ECLI:NL:CBB:2025:43

College van Beroep voor het bedrijfsleven

Datum uitspraak
13 januari 2025
Publicatiedatum
24 januari 2025
Zaaknummer
23/1865
Instantie
College van Beroep voor het bedrijfsleven
Type
Uitspraak
Rechtsgebied
Bestuursrecht
Procedures
  • Verzet
Vindplaatsen
  • Rechtspraak.nl
AI samenvatting door LexboostAutomatisch gegenereerd

Verzet tegen besluit subsidie COVID-19 en bekendmakingseisen

In deze zaak heeft de onderneming, aangeduid als [naam 1] B.V., verzet aangetekend tegen een eerdere uitspraak van het College van Beroep voor het Bedrijfsleven. De uitspraak betreft de vaststelling van een subsidie voor de periode Q3 2021 op basis van de Regeling subsidie vaste lasten financiering COVID-19. De onderneming stelde dat zij het vaststellingsbesluit van 9 februari 2023 niet had ontvangen en dat zij er op mocht vertrouwen dat zij dit besluit ook per post of e-mail zou ontvangen, gezien het contact dat zij had gehad met de RVO. Het College heeft echter geoordeeld dat het besluit op de juiste wijze is bekendgemaakt, aangezien het in de digitale omgeving was geplaatst en een notificatie was verzonden naar het opgegeven e-mailadres. De minister was niet verplicht om het besluit ook per post of e-mail te versturen. Het College verklaarde het verzet ongegrond, waarbij het benadrukte dat het risico van het niet opmerken van de notificatie voor rekening van de onderneming komt. De uitspraak werd gedaan op 13 januari 2025, en het College verwees naar een eerdere uitspraak van 30 januari 2024 ter ondersteuning van zijn beslissing.

Uitspraak

proces-verbaal uitspraak

COLLEGE VAN BEROEP VOOR HET BEDRIJFSLEVEN

zaaknummer: 23/1865
proces-verbaal van de mondelinge uitspraak van de enkelvoudige kamer van 13 januari 2025

Rechter: mr. R.W.L. Koopmans

Griffier: mr. A. Verhoeven

Partijen

[naam 1] B.V., te [plaats] , (de onderneming), waarvoor aanwezig zijn mr. P. van Rooij en [naam 2]
en
de minister van Economische Zaken, vertegenwoordigd door mr. S. Piron en C. Zieleman

Beslissing

Het College verklaart het verzet ongegrond.

Overwegingen

De ondernemer heeft verzet gedaan tegen de uitspraak van het College met toepassing van artikel 8:54 van de Algemene wet bestuursrecht, dus zonder zitting, van 18 juni 2024. Met deze uitspraak heeft het College het beroep van de onderneming (kennelijk) ongegrond verklaard en geoordeeld dat de minister het bezwaar van de onderneming met het besluit op bezwaar van 14 september 2023 terecht niet-ontvankelijk heeft verklaard.
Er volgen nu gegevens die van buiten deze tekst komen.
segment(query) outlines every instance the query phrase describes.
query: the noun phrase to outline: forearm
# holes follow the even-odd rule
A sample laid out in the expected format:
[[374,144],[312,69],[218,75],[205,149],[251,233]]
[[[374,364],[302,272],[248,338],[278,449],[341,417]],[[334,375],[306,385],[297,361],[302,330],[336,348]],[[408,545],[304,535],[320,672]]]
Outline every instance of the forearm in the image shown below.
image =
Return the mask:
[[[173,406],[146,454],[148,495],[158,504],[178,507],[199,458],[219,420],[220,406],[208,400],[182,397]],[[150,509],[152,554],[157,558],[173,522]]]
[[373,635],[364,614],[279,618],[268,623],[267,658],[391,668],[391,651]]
De onderneming heeft namelijk naar het oordeel van het College zonder goede redenen buiten de termijn bezwaar gemaakt tegen het besluit van 9 februari 2023 tot vaststelling van de subsidie voor de periode Q3 2021 op grond van de Regeling subsidie vaste lasten financiering COVID-19.
De onderneming heeft aangevoerd dat zij het vaststellingsbesluit van 9 februari 2023 niet heeft ontvangen. De onderneming stelt dat zij tijdens de aanvraagprocedure geregeld contact heeft gehad met de RVO via e-mail en brieven en dat zij er daarom op mocht vertrouwen dat, ondanks dat zij bij aanvraag heeft aangevinkt via het digitale platform informatie te willen ontvangen, zij het vaststellingsbesluit ook via brief/e-mail zou ontvangen. De onderneming is hard getroffen door de coronacrisis en is niet in staat om het voorschot terug te betalen.
Het College stelt vast dat vaststellingsbesluit op de juiste wijze is bekendgemaakt. De minister heeft het vaststellingsbesluit in de digitale omgeving geplaatst en daarop is een notificatie verzonden aan het door de onderneming bij de aanvraag opgegeven e-mailadres. De minister is niet verplicht om naast het plaatsen van het besluit in de digitale omgeving, waarvoor de onderneming toestemming heeft gegeven, het besluit ook nog per post of e-mail te versturen. Het komt voor rekening en risico van de onderneming als de notificatie niet wordt opgemerkt, ook in het geval de onderneming zich heeft laten bijstaan door een gemachtigde.
4 Het feit dat een besluit ingrijpend van aard is dan wel grote financiële gevolgen heeft, speelt geen rol bij de verschoonbaarheid van een termijnoverschrijding. Het College verwijst naar zijn uitspraak van 30 januari 2024 (ECLI:NL:CBB:2024:31).